Friday, March 27, 2015

Take me out to the Ball Park the story of Capitoline Grounds!

Today at 1499 Fulton Street you will find a great coffee shop name Capitoline Grounds. This is a name that goes back over 150 plus years in Bedford Stuyvesant.
The Capitoline Grounds, also known as Capitoline Skating Lake and Base Ball Ground, was a baseball park located in Brooklyn, New York from 1864 to 1880. It was built to rival nearby Union Grounds, also in Brooklyn. The park hosted local amateur teams in its early history, but later hosted professional and semi-professional games. The park's only season as the home field for an all-professional team occurred in 1872 when the Brooklyn Atlantics joined the National Association of Professional Base Ball Players. The park was flooded during the winter and used as an ice skating park. The grounds were used by local high schools and colleges as well, to play American football games, and ice rink football matches.

Many of organized baseball's earliest historical events took place at the park throughout the 1860s and early 1870s. The most notable event came on June 14, 1870, when the Atlantics defeated the Cincinnati Red Stockings to end their historic 84-game winning streak. Fred Goldsmith successfully demonstrated his curve ball at the Grounds in 1870, a pitch previously thought to have been only an optical illusion. In an 1865 game, Ned Cuthbert is credited with inventing the slide when he tried avoiding a tag when attempting to steal a base against the Athletic of Philadelphia. In addition to baseball, The Grounds hosted various events and exhibitions; most notably in 1873, when Washington Donaldson and two reporters attempted to fly a hot-air balloon across the Atlantic Ocean. The attempt turned tragic when the balloon crashed in Connecticut killing one of the reporters.

Reuben S. Decker inherited a portion of his grandfather's farm land and along with Hamilton A. Weed initially opened the Capitoline Skating pond, named in reverence to Capitoline Hill, one of the Seven Hills of Rome.  The location of the grounds were in the Bedford Section of Brooklyn, New York, an area now known as the Bedford-Stuyvesant neighborhood. The Grounds encompassed a city block bounded by Halsey Street, Marcy Street, Putnam Avenue, and Nostrand Avenue. The pond area was first conceived as an ice skate park, which began in the Winter of 1862-1863. Designed to be a competitor to the nearby Union Grounds, where the first enclosed baseball field opened earlier in 1862. With the success that the Union Grounds experienced by charging admission, Decker and Weed chose to enclose the Capitoline Grounds as well.

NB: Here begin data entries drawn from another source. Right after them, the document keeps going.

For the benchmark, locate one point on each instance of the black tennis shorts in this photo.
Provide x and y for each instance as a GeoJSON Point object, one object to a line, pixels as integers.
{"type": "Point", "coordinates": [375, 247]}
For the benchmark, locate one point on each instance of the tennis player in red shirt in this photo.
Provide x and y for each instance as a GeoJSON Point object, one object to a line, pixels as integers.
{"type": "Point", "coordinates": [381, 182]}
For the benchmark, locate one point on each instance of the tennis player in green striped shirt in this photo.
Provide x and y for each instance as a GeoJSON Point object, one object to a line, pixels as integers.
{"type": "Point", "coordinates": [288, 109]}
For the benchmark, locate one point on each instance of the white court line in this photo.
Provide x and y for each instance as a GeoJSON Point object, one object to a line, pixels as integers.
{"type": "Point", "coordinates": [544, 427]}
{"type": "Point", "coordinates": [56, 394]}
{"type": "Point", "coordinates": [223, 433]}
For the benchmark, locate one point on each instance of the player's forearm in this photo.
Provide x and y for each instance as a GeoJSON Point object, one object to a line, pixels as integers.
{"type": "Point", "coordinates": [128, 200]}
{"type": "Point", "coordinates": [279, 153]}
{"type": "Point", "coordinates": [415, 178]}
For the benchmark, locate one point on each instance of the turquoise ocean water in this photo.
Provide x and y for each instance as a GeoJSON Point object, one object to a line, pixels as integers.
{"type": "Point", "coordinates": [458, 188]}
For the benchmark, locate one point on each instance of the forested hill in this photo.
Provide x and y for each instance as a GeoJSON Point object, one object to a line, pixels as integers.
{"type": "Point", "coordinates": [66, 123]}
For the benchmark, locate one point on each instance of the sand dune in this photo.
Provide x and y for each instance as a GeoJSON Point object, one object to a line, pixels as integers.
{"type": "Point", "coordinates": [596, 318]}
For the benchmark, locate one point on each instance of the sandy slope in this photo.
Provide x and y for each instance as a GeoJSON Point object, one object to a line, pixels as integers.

The Capitoline Grounds opened for baseball in 1864, now consisting of two sets of bleachers that were backed by Nostrand Avenue and Halsey Street, and had an approximate capacity of 5,000 people] In right field stood a circular brick outhouse, and if any player hit a ball over the structure, they were presented with a bottle of Champagne. Along Putnam Avenue, two rows of stables were established for the patrons' horses. Other amenities included a bandstand, clubhouses, and sitting rooms for the female patrons. The Brooklyn Daily Eagle regarded the new park as "the finest, most extensive, and complete ball grounds in the country." The business ran year around; flooding the area during the Winter season for skating, then draining the park in the spring for baseball matches.  Hamilton A Weed a builder would go on to build many houses that are stating in the Bedford Section today. All of H. A. Weed buildings are not protected.

In September 1873, Washington Donaldson, a professional balloonist who had formerly worked for P.T. Barnum as a circus performer, along with fellow balloonist John Wise, collaborated on an attempt to cross the Atlantic Ocean in a hot-air balloon. Sponsored by the Daily Graphic, the launch was to take place from the Capitoline Grounds, with Wise planning to use a balloon 49 meters (160 feet) tall with a two-compartment enclosed car, but decided to end his involvement with the project. Donaldson persisted, acquiring a smaller balloon with an open boat for the car.

Donaldson's Atlantic attempt, launched from the Capitoline Grounds accompanied by reporters Alfred Ford and George Lunt, ended up being forced down by a rainstorm, to land on a Connecticut farm. Donaldson and Ford successfully abandoned the runaway balloon, but Lunt stayed with the balloon for a distance until he finally jumped into a tree, sustaining serious injuries from which he died six months later. Donaldson later disappeared in 1875 when he tried to fly across Lake Michigan in a balloon, accompanied by a reporter named Newton Grimwood. The balloon never made it to the far shore; Grimwood's body washed up on shore weeks later, but Donaldson was never seen again.